PB PMII Ingatkan Bamsoet PPHN Bukan Sekadar Proyek Politik

PB PMII Ingatkan Bamsoet PPHN Bukan Sekadar Proyek Politik

Gelora Media
facebook twitter whatsapp


GELORA.CO - Setelah Undang Undang Ibu Kota Negara disahkan, Ketua MPR RI Bambang Soesatyo mewacanakan pentingnya menghadirkan Pokok-Pokok Haluan Negara (PPHN). Tujuannya, untuk menguatkan sisi politik atas proses pembangunan IKN di Kalimantan Timur.

Politisi yang karib disapa Bamsoet itu mengatakan, jika hanya mengandalkan UU yang menjadi objek legislatif review di DPR serta judicial review di Mahkamah Konstitusi, pembangunan IKN sangat rawan terhenti di tengah jalan. Baik karena alasan politis maupun alasan lainnya.

Merespons hal itu, Pengurus Besar Pergerakan Mahasiswa Islam Indonesia (PB PMII) mengingatkan Ketua MPR RI bahwa dibentuknya PPHN bukan sekadar proyek politik.

Wakil Sekretaris Jenderal (Wasekjend) PB PMII Robiatul Adawiyah mengatakan, PPHN harus merujuk pada zaman.
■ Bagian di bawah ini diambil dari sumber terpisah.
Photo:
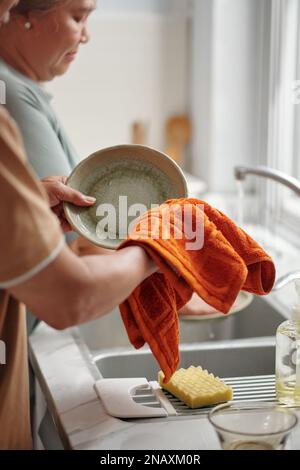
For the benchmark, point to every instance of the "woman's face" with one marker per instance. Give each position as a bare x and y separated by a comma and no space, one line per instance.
5,7
55,36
Kata aktivis yang karib disapa Wiwik ini, konsep PPHN konsep harus spesifik, konkret dan tidak boleh abai terhadap dinamika dunia modern.

“Misal sebelumnya kita sudah punya Garis Besar Haluan Negara (GBHN), yang secara substansial merupakan naskah pidato Presiden Soekarno pada 17 Agustus 1959, atau yang biasa dikenal sebagai Manifesto Politik Indonesia (Manipol) berjudul Penemuan Kembali Revolusi Kita, di dalamnya berisi tujuan yang sesuai namanya, 'garis besar'. Kini PPHN jangan cuma mengadopsi saja, harus termuat tujuan jangka-pendek dan tujuan jangka-panjang,” jelas Wiwik kepada Kantor Berita Politik RMOL, Minggu siang (30/1).

Mantan Ketua Cabang PMII Jakarta Timur ini menjelaskan, dalam merumuskan tujuan jangka-pendek, harus mengedepankan program-program Kabinet Kerja yang berkaitan dengan sandang pangan, keamanan, serta melanjutkan perjuangan antiimperialisme.

Sementara tujuan jangka panjangnya, ditambahkan Wiwik, harus fokus terhadap pencapaian masyarakat yang adil dan makmur, terlaksananya Pendidikan yang berkualitas, dan mencapai dasar-dasar perdamaian dunia yang kekal dan abadi.

Di lain sisi, Aktivis asli Jakarta ini menyarankan, proses penyusunan PPHN melihat latar belakang filosofis, sosiologis, antropologis, dan historis dalam mempertimbangkan perumusan yuridis.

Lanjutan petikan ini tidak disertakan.